Pour certains c’est de la chance, pour d’autres c’est du courage. Quelques uns resteront indifférents… Tout le monde s’est déjà entendu dire « Oh, comme tu as de la chance de faire ceci, de partir là ! » Dans notre cas, nous l’avons entendu, et pas qu’une fois…

Bien sûr, le fait d’habiter, d’être en bonne santé, de travailler en Suisse (ou tout autre pays dit ‘développé’) procure un avantage certain par rapport à d’autres populations moins favorisées, c’est indéniable. Mais à notre avis, la chance s’arrête là ! Dans notre cas, c’est avant tout un choix…

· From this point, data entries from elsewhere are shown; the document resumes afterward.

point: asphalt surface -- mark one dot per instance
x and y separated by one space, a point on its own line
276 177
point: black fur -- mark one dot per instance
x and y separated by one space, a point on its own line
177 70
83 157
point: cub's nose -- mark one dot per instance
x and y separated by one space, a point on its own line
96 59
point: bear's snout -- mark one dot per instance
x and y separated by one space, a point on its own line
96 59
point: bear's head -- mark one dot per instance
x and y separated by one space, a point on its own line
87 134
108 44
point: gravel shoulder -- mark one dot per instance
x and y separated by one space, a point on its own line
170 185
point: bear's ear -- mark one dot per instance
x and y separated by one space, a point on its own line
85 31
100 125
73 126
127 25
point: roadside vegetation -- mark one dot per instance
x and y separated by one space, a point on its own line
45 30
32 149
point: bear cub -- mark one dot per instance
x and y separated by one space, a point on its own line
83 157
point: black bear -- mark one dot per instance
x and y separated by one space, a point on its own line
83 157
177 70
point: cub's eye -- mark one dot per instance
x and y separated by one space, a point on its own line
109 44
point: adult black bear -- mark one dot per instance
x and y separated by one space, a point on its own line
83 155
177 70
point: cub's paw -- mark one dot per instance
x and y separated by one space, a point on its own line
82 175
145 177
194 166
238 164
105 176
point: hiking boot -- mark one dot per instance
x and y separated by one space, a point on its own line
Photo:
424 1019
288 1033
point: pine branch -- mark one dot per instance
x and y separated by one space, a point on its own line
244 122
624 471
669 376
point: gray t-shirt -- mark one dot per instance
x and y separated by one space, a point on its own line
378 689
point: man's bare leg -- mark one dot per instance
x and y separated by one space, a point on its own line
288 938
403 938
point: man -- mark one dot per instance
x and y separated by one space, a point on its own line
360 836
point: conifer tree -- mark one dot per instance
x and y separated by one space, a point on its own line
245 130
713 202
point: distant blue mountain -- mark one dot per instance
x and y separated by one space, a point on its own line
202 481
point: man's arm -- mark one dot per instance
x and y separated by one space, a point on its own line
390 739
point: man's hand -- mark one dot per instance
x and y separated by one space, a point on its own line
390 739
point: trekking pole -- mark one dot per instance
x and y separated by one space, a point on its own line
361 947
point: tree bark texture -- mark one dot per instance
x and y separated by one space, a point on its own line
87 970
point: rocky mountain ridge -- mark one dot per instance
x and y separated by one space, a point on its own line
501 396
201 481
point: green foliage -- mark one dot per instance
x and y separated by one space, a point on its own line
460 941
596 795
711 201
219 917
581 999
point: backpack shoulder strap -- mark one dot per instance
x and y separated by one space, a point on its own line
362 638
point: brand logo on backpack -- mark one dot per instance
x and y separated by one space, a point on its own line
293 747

Bien entendu, nous sommes conscients que les charges financières par rapport à une famille ne sont pas les mêmes, mais elles n’en restent pas moins conséquentes proportionnellement. Notre train de vie n’a jamais été élevé et nous disposions chacun d’un revenu correct, sans pour autant être mirobolant… Ce genre de voyage nécessite un minimum d’organisation et de volonté, notre style de vie a donc été adapté à notre projet : finies les dépenses superflues ou futiles, les sorties coûteuses ou les vacances onéreuses. 

A présent, je vais utiliser une métaphore pour décrire comment je vois le voyage longue durée. Prenez une bouteille de vin de 5 litres qui représente une année : elle comporte 50 décilitres qui correspondent à chaque semaine (nous savons tous qu’une année comporte 52 semaines, mais j’arrondis volontairement à 50 pour des raisons de calcul). 50 dl = 5 litres = 1 année

En tant qu’employés en Suisse (hors enseignants ou professions particulières), nous avons 4 à 5 semaines de vacances. Dès lors, chaque personne boit maximum 5 décilitres de cette bouteille par année. Le reste de la bouteille est perdu la plupart du temps… Et chaque année, une nouvelle bouteille nous est offerte, sans pour autant pouvoir la cumuler avec les précédentes.

Notre choix de partir en voyage sur une année s’est fait sur le constat suivant : pour nous, l’idée était de déguster au maximum cette bouteille de 5 litres, de prendre le temps de savourer ce breuvage, de se l’approprier et d’en boire jusqu’à la dernière goutte. Car contrairement aux vacances, qui permettent à peine de se reposer, un long voyage nécessite une autre approche. 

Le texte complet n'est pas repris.